The indirect-heated calcium carbonate looping (IH-CCL) process is an advanced carbon capture technology. It eliminates the need of an energy-intensive air separation unit that is required in the conventional oxy-fired calcium carbonate looping process, thereby potentially leading to lower energy consumption and cost. The IH-CCL process has not been well studied for application in the existing cement industry with minimized modification to the current plant. This paper presents a techno-economic feasibility assessment of retrofitting IH-CCL into an existing cement plant to better understand the CO2 emission reduction, energy performance, and economic costs.
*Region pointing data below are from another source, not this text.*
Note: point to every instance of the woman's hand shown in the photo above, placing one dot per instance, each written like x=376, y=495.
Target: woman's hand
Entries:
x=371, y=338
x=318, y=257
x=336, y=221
Solid waste-derived fuel (SWDF) containing 90–95% of wood is burnt for pre-calcination. Thermal coal is applied in the rotary kiln at which clinker is formed at a higher temperature. A model for process simulation using Aspen Plus and techno-economic analysis was established to supply options to the current cement plant based on different targets in CO2 capture (>80%) and the capital cost. Three integration scenarios, including the downstream integration, tail-end integration, and the full integration, were analyzed. A sensitivity analysis of the cost of CO2 avoided (CCA) was also performed, which revealed that the IH-CCL tail-end integration is recommended for retrofitting to existing cement plants due to the lowest CCA and very minor impact on the existing cement manufacture process. It was also concluded that although the full integration scenario offers the lowest specific primary energy consumption for CO2 avoided (SPECCA) and clinker cost, it may better suit greenfield cement plants as this option requires significant modifications.